Untuk ini harus dilakukan perhitungan, kemudian hasil perhitungan itu dijadikan acuan oleh panitia zakat, sehingga distribusi zakat menjadi tepat sasaran, tidak sekedar membagi-bagi tanpa memperhatikan fungsional dan tidaknya zakat buat pemberdayaan ekonomi rakyat pada level bawah. (Effendi, 1999).
Ketiga, perlu untuk membentuk lembaga zakat lintas SARA yang keberadaannya dikukuhkan oleh UU zakat. Secara lebih jauh, lembaga zakat yang memiliki kewenangan formal ini, bukan saja dapat menekan pihak yang enggan membayar zakat, melainkan juga dalam hal pentasarufan (pendayagunaan)-nya pun dapat difungsikan secara nyata sebagai upaya membangun tata kehidupan sosial yang lebih adil buat semuanya.
Keempat, perlunya merelatifkan besaran tarif atau kadar zakat yang harus dikeluarkan.

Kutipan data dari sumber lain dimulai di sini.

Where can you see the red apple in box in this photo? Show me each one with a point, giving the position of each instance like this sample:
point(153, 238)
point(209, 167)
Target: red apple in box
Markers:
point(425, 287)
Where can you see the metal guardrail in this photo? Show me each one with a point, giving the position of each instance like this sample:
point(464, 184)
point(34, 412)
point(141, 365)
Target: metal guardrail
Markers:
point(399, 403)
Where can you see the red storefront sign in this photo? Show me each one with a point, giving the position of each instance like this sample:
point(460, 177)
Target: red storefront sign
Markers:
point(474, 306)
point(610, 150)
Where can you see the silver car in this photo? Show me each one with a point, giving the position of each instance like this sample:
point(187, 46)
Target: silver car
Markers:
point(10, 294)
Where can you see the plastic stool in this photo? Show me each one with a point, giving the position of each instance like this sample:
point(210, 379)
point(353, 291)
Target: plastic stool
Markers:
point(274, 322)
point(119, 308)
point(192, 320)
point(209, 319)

Apabila ada variabel tantangan keadilan dan kemaslahatan ditemukan lebih berat pada masyarakat tertentu, maka tidak ada halangan untuk menaikkan dan begitu juga sebaliknya untuk menurunkan--tarif yang telah ditentukan Nabi Muhammad, yakni antara 2,5 % dan 10 %. Namun ini memang memerlukan kajian lebih mendalam, apakah dimasukan  ke dalam zakat atau hanya dalam bentuk infaq-shadaqah saja.
Dalam konteks ini, Madar F. Mas'udi, Emha Ainun Nadjib dan Jalaluddin Rakhmat pernah mengusulkan untuk menaikkan tarif zakat menjadi 20 % atas berbagai jenis pendapatan (rezki) yang diterima oleh kalangan profesional, seperti dokter, konsultan, dan sebagainya. Tentu saja pendapat ini ditentang oleh banyak ahli hukum Islam karena bertentangan dengan nash dari Al-Qur’an dan As-Sunnah.
Walhasil, kita perlu untuk meningkatkan fungsi zakat yang selama ini lebih sebagai aktivitas personal menjadi sebuah visi dan gerakan sosial yang menyentuh realitas sosio-struktural demi terwujudnya keadilan dan kesejahteraan. Di ujungnya, bagaimana agar hasil pungutan zakat itu dapat berdampak langsung terhadap masyarakat yang berada di bawah garis kemiskinan, yang lazimnya tidak terjangkau melalui alat kebijakan fiskal biasa serta berbagai kebijakan ekonomi yang konvensional.
Terlebih di waktu krisis multidimesi seperti sekarang, di mana angka kemiskinan-kefakiran, pengangguran akibat PHK, dan lain-lain semakin menaik tajam. Dan kasus tragedi Pasuruan 15 September yang menewaskan 21 orang tua, paling tidak menjadi analisa kita khususnya para muzakki untuk melakukan strategi penyaluran zakat yang lebih efektif, sehingga tahun-tahun yang akan datang tidak terulang kembali nyawa manusia melayang dengan sia-sia.

Tidak ada komentar:

Posting Komentar

Please Uktub Your Ro'yi Here...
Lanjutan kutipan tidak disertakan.